D'où vient cette poutinophilie française ?

D'où vient cette poutinophilie française ?

Olivier Schmitt estime que Poutine est un point de ralliement des extrêmes en France, via un axe pro-russe transpartisan incluant la droite souverainiste et la gauche néo-jacobine.

En France, il existe un axe pro-russe constitué de courants politiques qui peuvent s’opposer sur d’autres sujets mais qui se retrouvent sur une ligne politique souhaitant privilégier un rapprochement avec Moscou et un éloignement des institutions politiques et de sécurité qui ont structuré l’espace européen depuis la fin de la Seconde Guerre mondiale, notamment l’Union européenne et l’OTAN.
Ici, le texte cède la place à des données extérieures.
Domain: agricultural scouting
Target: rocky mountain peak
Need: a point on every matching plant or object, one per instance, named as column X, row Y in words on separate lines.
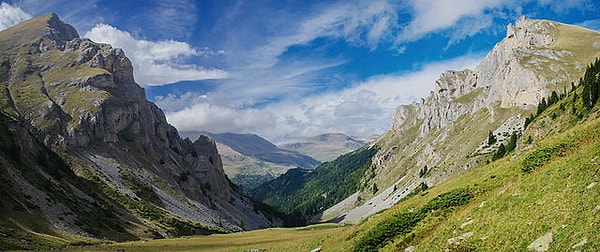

Le Front national est le plus avancé dans cette critique, puisque la sortie de l’OTAN et la création d’une nouvelle alliance avec la Russie font explicitement partie de son programme. Néanmoins, des discours pro-russes très similaires peuvent être tenus par des personnalités à l'opposé sur le spectre politique. La conception de la France insoumise, héritée du Front de Gauche, est ainsi de dissoudre l’OTAN et de rejoindre un bloc politique constitué des BRICS (Brésil, Russie, Inde, Chine, Afrique du Sud) qui fonctionnerait dans le cadre de l’ONU.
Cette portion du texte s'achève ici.